Which rapidshare server is the fastest for download from India? (free user)

Download via:
 TeliaSonera
 Level(3)
 GlobalCrossing
 Cogent
 TeliaSonera #3
 GlobalCrossing #2
 TeliaSonera #2
 Deutsche Telekom
 Teleglobe #2
 Teleglobe
 Level(3) #3
 Level(3) #2


----------



## kumarmohit (Jun 10, 2008)

Teleglobe has delivered the best performance for me. YMMV!


----------



## hsr (Jun 10, 2008)

teleglobe has speed, but the server is always on load.. but equal importance is for teliasonera and teleglobe...


----------



## dheeraj_kumar (Jun 10, 2008)

Teleglobe, because it is owned by VSNL


----------



## dreams (Jun 10, 2008)

I always use Teliasonara #2..

will try Teleglobe too.


----------



## Lucky_star (Jun 10, 2008)

Cognet always gives the best speed for me at night, then teleglobe, third comes Level3/teliasonera


----------



## dheeraj_kumar (Jun 11, 2008)

It gets updated, make sure javascript and cookies are enabled. What browser do you use? also to skip the wait time, disconnect and reconnect the internet. I use a shortcut key to do it, so press a key, and reload the page to download another file.
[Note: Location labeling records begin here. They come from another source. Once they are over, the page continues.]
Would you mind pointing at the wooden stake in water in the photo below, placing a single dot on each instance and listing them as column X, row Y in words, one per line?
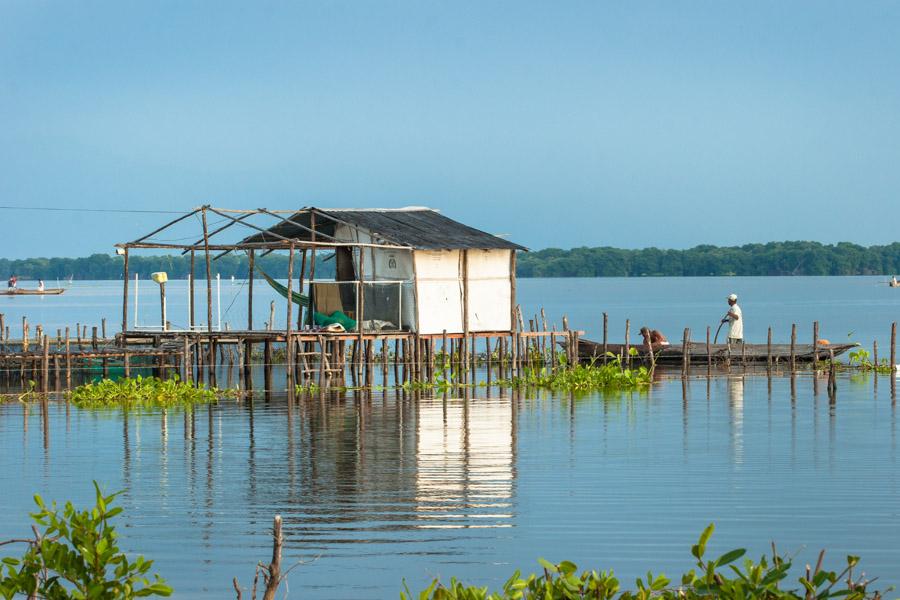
column 816, row 344
column 628, row 341
column 708, row 353
column 793, row 347
column 605, row 334
column 893, row 347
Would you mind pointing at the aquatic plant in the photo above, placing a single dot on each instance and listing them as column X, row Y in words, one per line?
column 722, row 578
column 861, row 359
column 76, row 556
column 141, row 392
column 584, row 377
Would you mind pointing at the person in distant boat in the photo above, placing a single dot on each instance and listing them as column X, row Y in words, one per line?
column 653, row 337
column 735, row 321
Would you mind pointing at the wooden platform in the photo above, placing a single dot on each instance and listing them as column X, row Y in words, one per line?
column 717, row 353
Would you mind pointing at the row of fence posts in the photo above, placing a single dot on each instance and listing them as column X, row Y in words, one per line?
column 36, row 357
column 412, row 360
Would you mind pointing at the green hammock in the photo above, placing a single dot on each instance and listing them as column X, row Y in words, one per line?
column 296, row 297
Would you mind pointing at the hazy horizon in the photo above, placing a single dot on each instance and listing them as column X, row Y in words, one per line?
column 584, row 124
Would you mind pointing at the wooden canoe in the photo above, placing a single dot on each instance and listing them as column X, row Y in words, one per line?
column 751, row 353
column 25, row 292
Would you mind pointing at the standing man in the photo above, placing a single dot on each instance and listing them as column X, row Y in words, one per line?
column 735, row 321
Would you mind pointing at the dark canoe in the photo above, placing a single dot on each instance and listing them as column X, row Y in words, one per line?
column 674, row 354
column 24, row 292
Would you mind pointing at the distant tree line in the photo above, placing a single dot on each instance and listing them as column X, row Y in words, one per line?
column 774, row 258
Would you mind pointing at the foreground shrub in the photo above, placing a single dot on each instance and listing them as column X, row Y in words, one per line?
column 77, row 556
column 140, row 392
column 713, row 579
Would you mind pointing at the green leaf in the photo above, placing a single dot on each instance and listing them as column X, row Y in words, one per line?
column 730, row 557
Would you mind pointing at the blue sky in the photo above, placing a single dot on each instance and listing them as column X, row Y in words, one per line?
column 562, row 124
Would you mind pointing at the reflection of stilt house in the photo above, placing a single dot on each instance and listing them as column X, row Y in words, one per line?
column 417, row 270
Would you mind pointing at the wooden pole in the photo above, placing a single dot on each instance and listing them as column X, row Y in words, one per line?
column 312, row 270
column 708, row 353
column 251, row 266
column 212, row 358
column 125, row 293
column 300, row 290
column 45, row 366
column 894, row 347
column 68, row 361
column 512, row 289
column 816, row 344
column 793, row 347
column 554, row 358
column 289, row 345
column 361, row 308
column 628, row 341
column 191, row 313
column 605, row 337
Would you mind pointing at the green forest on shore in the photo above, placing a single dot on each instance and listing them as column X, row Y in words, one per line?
column 773, row 259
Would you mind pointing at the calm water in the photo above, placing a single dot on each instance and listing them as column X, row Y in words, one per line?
column 397, row 486
column 857, row 308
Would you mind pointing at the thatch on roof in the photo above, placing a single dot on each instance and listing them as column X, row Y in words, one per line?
column 419, row 228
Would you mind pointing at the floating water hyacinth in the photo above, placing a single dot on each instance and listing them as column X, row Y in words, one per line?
column 141, row 392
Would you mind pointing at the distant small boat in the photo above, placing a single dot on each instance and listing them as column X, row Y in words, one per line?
column 25, row 292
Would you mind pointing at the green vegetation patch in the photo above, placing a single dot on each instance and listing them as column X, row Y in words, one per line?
column 75, row 555
column 141, row 392
column 724, row 578
column 612, row 376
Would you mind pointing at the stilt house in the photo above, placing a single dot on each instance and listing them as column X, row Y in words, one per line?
column 408, row 269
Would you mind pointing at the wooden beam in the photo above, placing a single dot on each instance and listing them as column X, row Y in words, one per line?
column 166, row 226
column 300, row 225
column 220, row 229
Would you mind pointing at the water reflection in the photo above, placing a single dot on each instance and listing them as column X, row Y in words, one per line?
column 464, row 463
column 736, row 409
column 391, row 485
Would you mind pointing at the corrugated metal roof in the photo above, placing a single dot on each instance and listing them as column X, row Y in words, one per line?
column 416, row 227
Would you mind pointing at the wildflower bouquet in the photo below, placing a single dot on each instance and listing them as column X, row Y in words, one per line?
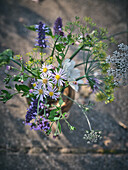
column 50, row 74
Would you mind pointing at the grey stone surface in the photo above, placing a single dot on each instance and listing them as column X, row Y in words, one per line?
column 21, row 148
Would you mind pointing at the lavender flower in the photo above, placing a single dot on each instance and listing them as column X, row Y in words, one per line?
column 94, row 83
column 41, row 35
column 119, row 63
column 58, row 27
column 59, row 77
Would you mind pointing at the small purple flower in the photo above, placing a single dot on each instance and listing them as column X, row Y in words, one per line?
column 41, row 39
column 8, row 68
column 58, row 27
column 32, row 111
column 94, row 83
column 59, row 77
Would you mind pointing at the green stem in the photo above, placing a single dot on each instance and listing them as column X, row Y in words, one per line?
column 38, row 107
column 89, row 124
column 23, row 66
column 77, row 51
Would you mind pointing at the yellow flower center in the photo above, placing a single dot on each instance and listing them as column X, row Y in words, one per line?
column 51, row 93
column 57, row 77
column 45, row 70
column 34, row 84
column 45, row 81
column 40, row 91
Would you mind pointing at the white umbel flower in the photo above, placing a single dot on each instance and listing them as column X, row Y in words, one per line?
column 75, row 84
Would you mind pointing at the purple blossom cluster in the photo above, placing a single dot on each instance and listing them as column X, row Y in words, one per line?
column 49, row 82
column 40, row 124
column 58, row 27
column 41, row 39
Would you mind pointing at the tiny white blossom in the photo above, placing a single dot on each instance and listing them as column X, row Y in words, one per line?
column 40, row 92
column 75, row 84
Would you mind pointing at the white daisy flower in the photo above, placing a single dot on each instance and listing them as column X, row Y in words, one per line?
column 75, row 84
column 46, row 69
column 40, row 92
column 59, row 77
column 45, row 80
column 53, row 93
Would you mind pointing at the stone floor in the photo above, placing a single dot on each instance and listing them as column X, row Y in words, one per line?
column 21, row 148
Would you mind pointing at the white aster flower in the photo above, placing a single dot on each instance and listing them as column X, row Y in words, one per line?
column 45, row 80
column 46, row 69
column 53, row 93
column 75, row 84
column 59, row 77
column 40, row 92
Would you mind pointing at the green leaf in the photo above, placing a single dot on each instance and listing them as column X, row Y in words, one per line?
column 59, row 126
column 5, row 57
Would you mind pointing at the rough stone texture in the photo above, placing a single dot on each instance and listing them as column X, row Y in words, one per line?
column 21, row 148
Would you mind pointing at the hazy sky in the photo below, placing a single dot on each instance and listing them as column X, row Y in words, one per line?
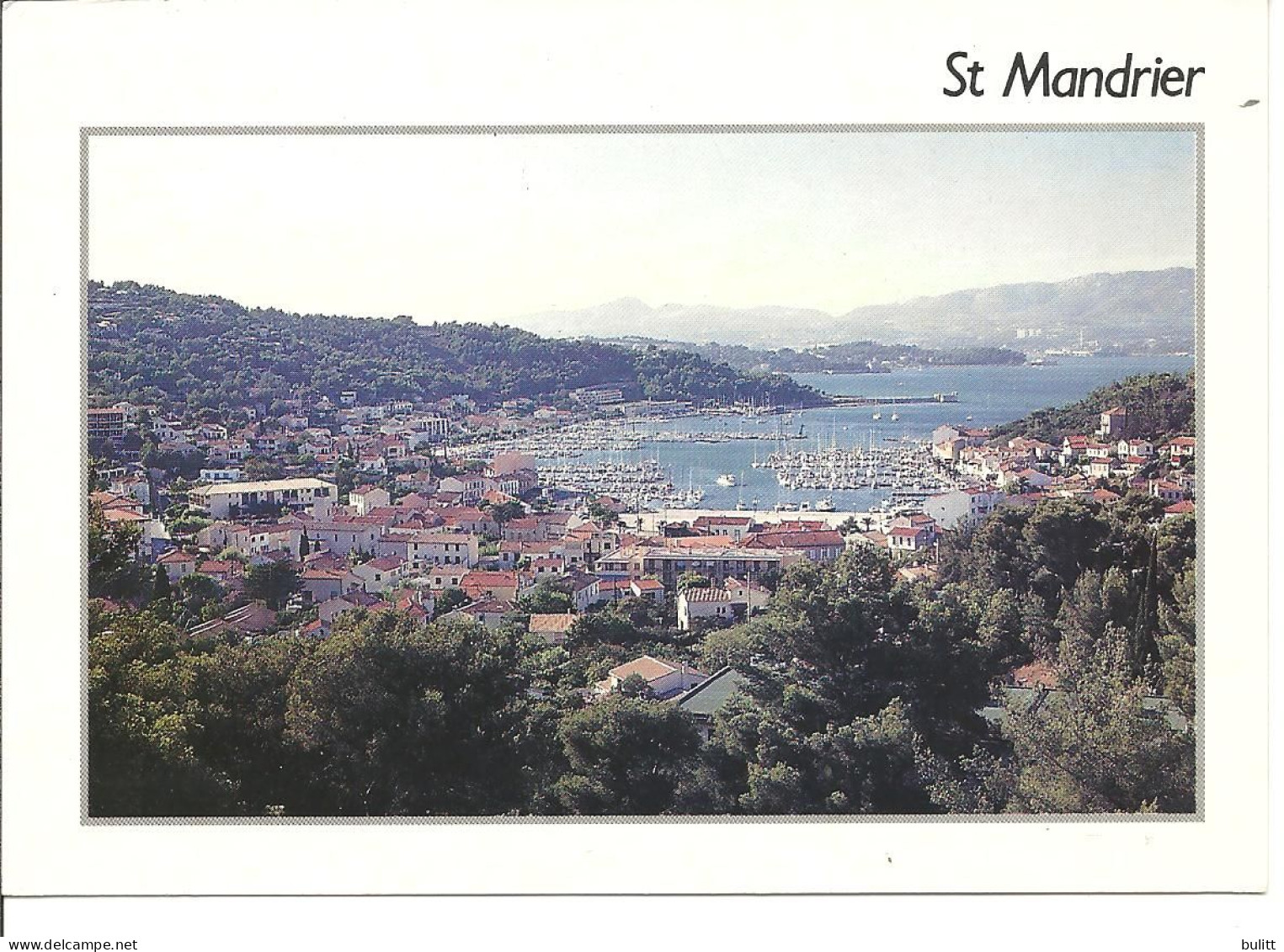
column 489, row 227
No wait time at all.


----------



## apoorva84 (Jun 11, 2008)

dheeraj_kumar said:


> Teleglobe, because it is owned by VSNL



didnt know that vsnl owns it....i usually use TeliaSonera #2 but i must try using Teleglobe from now on


----------



## dheeraj_kumar (Jun 11, 2008)

Yeah, teleglobe was bought by vsnl international for 1000 crore, now its a subsidiary of tata. teleglobe.com redirects to tata too.


----------



## bbalegere (Jun 13, 2008)

Try Cognet.
I get good speeds with cognet.


----------



## Rockstar11 (Jun 26, 2008)

okay 
thanks guys...


----------



## krazzy (Jun 26, 2008)

Cogent.


----------